In today’s Gospel lesson we hear about the healing of the man born blind, a miracle that should have been a sign to anyone watching that Jesus was the Messiah. After being sent to the pool of Siloam, the crowd began to debate among themselves. “Therefore the neighbors and those who previously had seen that he was blind said, "Is not this he who sat and begged?" Some said, "This is he." Others said, "He is like him." He said, "I am he." (John 9.8-9)
Our Lord did not, and does not, randomly perform miracles. When He encountered the man born blind, “His disciples asked Him, saying, "Rabbi, who sinned, this man or his parents, that he was born blind?" Jesus answered, "Neither this man nor his parents sinned, but that the works of God should be revealed in him.” (John 9.2-3) In the Gospel of John we learn of seven miracles that were “sings” of the Messiah. Healing a man born blind was one of them. A learned and faithful Jew should have seen and believed, but many did not. These unbelievers were under the influence of the great deceiver, Satan.
Throughout history there have always been those who would seek to deceive our eyes and cause us to doubt. The Jews were led to slaughter during World War II “seeing” shower rooms, but when they entered the gas chambers it was too late. Thousands today are being led to not trust their eyes, by those who would suggest that boys are girls and girls are boys. Without going into graphic details, we are being asked by today’s deceivers to ignore the evidence we see with our own eyes. Around every turn there are those who would seek to influence our beliefs by deceiving our eyes. It is coming to the point where seeing won’t be believing, and that is a dangerous future.
On Ascension Thursday this week we will hear, “And when He had said this, as they were looking on, He was lifted up, and a cloud took Him out of their sight.
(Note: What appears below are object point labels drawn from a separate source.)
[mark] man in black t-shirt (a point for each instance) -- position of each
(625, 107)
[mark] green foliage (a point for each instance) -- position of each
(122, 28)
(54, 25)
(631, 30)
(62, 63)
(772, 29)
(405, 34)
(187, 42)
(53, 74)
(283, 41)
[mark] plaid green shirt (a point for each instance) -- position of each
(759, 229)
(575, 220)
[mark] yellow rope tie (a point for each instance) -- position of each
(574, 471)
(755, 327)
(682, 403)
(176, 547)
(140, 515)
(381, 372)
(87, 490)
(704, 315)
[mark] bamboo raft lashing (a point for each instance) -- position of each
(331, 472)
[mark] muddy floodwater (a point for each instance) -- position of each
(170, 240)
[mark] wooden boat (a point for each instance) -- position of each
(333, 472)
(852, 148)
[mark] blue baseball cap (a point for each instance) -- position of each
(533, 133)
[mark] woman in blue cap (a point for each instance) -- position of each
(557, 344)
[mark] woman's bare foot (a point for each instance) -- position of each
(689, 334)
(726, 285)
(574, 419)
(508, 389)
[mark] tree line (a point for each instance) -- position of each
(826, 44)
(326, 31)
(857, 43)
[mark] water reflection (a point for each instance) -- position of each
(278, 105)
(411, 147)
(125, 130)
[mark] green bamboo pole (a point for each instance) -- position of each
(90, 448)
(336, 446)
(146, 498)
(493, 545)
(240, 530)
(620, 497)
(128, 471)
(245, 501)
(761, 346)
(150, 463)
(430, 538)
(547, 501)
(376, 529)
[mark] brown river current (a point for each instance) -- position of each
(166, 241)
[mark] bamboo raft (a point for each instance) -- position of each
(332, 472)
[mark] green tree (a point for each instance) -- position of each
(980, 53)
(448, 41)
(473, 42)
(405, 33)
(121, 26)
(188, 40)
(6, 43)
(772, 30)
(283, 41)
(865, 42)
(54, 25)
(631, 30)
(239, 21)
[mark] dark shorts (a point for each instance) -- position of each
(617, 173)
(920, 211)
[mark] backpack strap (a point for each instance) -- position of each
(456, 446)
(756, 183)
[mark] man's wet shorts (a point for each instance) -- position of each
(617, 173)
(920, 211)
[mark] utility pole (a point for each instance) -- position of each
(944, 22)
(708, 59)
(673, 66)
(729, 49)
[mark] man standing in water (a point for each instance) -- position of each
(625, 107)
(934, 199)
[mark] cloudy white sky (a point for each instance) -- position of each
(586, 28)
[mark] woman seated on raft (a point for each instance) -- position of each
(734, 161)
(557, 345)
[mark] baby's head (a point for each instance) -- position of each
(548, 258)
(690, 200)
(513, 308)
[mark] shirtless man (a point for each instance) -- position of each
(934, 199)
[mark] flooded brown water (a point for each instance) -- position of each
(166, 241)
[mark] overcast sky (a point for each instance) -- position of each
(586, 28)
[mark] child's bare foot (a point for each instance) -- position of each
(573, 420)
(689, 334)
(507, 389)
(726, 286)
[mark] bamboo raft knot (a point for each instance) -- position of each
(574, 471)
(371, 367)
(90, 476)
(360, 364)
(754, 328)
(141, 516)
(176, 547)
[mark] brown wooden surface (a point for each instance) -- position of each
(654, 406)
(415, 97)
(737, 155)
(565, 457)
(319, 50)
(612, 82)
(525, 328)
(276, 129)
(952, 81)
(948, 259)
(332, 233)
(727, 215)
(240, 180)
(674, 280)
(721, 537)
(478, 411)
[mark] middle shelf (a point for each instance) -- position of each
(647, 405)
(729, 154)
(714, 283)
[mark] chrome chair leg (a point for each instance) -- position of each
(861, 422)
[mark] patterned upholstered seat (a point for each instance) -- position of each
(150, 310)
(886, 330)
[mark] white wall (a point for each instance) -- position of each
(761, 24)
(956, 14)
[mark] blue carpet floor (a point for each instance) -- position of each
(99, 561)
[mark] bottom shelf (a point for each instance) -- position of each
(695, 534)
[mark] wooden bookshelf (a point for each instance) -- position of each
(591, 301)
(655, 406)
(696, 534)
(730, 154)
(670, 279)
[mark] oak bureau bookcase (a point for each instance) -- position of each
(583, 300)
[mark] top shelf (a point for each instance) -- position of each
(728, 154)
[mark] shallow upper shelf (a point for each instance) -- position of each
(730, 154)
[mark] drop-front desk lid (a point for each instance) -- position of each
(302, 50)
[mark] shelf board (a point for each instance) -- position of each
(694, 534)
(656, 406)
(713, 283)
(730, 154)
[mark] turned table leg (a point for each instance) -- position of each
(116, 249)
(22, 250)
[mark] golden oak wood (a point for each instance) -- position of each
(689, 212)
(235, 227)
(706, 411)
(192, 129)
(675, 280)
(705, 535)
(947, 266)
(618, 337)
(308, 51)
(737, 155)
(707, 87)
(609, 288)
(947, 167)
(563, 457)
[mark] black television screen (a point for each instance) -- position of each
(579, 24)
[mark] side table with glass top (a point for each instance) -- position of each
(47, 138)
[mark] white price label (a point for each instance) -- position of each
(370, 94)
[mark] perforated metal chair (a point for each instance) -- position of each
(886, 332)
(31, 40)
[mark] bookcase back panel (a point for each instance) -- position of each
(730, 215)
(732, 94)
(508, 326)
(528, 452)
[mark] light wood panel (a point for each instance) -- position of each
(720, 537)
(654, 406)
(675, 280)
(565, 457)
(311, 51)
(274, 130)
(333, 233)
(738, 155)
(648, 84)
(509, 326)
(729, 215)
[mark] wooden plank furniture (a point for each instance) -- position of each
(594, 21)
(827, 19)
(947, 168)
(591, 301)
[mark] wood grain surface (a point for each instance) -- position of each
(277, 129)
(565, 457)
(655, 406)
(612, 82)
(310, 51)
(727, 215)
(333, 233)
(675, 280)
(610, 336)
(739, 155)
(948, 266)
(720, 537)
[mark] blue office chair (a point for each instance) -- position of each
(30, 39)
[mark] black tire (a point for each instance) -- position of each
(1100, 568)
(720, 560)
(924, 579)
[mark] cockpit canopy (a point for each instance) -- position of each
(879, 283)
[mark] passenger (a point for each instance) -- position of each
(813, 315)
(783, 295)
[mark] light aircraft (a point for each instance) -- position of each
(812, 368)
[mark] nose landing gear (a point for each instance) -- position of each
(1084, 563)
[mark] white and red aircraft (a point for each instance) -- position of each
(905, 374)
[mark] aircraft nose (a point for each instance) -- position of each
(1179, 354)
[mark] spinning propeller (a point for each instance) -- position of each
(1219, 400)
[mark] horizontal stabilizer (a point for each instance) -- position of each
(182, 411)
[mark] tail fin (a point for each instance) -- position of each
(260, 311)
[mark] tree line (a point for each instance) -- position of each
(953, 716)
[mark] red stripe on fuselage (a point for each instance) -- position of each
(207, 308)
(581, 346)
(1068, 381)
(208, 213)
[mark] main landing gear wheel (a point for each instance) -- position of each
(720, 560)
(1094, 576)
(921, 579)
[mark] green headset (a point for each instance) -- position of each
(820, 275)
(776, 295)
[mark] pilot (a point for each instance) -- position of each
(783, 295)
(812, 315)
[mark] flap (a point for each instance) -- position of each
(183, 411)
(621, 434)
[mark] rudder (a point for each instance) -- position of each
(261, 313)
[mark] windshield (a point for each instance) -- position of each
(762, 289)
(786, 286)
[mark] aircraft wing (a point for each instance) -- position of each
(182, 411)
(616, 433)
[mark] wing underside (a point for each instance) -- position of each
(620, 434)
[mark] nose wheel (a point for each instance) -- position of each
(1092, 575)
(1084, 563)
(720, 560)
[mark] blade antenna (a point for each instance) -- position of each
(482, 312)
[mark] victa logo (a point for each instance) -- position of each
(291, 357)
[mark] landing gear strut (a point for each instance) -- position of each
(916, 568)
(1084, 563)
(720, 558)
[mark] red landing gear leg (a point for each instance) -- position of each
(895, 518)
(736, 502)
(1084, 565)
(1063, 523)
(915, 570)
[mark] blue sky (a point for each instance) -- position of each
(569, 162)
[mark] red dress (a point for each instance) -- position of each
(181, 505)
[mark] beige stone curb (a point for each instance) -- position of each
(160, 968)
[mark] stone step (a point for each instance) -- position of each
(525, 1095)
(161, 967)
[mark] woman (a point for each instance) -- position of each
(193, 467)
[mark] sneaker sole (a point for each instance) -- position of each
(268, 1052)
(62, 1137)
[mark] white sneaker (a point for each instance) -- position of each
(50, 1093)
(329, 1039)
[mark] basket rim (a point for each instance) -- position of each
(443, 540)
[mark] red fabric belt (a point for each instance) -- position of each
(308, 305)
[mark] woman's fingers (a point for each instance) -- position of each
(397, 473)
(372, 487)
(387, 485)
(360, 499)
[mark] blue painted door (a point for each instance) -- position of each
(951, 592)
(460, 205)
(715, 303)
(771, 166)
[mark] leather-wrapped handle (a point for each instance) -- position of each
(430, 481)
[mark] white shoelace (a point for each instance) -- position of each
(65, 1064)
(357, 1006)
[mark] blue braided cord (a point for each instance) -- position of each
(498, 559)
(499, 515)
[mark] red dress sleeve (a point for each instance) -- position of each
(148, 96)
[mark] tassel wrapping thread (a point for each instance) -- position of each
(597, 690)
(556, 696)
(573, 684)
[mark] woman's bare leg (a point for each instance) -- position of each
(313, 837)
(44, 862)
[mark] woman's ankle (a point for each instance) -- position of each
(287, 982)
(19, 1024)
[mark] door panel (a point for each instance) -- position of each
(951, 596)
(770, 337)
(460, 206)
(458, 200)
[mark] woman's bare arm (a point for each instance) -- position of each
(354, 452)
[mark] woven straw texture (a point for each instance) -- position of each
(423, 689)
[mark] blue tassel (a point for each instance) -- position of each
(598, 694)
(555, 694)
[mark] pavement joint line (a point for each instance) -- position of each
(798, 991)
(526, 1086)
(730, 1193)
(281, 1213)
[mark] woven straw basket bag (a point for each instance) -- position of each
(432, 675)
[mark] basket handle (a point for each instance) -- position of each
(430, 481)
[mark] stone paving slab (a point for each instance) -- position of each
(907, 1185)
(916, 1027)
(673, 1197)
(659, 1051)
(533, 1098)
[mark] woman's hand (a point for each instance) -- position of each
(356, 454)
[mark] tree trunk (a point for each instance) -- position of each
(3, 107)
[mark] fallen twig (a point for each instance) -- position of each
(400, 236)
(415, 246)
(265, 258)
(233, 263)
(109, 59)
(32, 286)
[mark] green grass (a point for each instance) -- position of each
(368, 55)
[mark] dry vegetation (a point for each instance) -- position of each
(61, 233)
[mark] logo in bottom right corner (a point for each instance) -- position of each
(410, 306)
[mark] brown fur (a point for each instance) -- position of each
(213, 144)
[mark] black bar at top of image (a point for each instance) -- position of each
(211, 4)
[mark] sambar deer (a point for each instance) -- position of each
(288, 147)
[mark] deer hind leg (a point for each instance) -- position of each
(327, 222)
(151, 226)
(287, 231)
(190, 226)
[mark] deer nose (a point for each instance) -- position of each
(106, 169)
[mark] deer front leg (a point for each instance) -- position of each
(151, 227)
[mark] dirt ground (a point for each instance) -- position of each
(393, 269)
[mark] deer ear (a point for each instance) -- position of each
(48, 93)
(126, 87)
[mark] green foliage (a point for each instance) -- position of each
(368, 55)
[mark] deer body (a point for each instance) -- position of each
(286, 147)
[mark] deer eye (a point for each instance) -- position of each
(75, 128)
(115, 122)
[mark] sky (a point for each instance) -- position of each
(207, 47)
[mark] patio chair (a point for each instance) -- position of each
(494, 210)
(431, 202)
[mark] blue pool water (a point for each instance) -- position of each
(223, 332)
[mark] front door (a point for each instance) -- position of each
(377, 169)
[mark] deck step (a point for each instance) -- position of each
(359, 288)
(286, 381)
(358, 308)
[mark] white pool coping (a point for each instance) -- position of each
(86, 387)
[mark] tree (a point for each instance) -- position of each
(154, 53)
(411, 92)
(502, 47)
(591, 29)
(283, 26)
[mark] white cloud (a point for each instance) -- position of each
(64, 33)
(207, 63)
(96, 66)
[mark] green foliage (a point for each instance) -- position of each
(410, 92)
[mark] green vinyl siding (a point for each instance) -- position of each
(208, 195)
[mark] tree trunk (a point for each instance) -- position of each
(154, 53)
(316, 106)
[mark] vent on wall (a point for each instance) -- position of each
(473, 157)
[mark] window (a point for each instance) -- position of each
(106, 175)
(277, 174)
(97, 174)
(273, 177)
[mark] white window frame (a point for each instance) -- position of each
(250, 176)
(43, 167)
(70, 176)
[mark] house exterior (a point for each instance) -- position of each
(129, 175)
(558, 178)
And while they were gazing into heaven as He went, behold two men stood by them in white robes, and said, ‘Men of Galilee, why do you stand looking into heaven? This Jesus, who was taken up from you into heaven, will come in the same way as you saw Him go into heaven.” (Acts 1.9-11) We will SEE Jesus return on a cloud from heaven.
If we are no longer able to trust our eyes, we may not believe Him when He comes. God gave us our five senses so that we could learn about Him and believe in Him. This is why the Church engages all our senses during worship, so our bodies can learn to experience God. When He returns, riding on a cloud, our eyes will see, and our ears will hear the trumpets. Will our hearts believe, or will we be deceived by those who taught us to doubt what we see?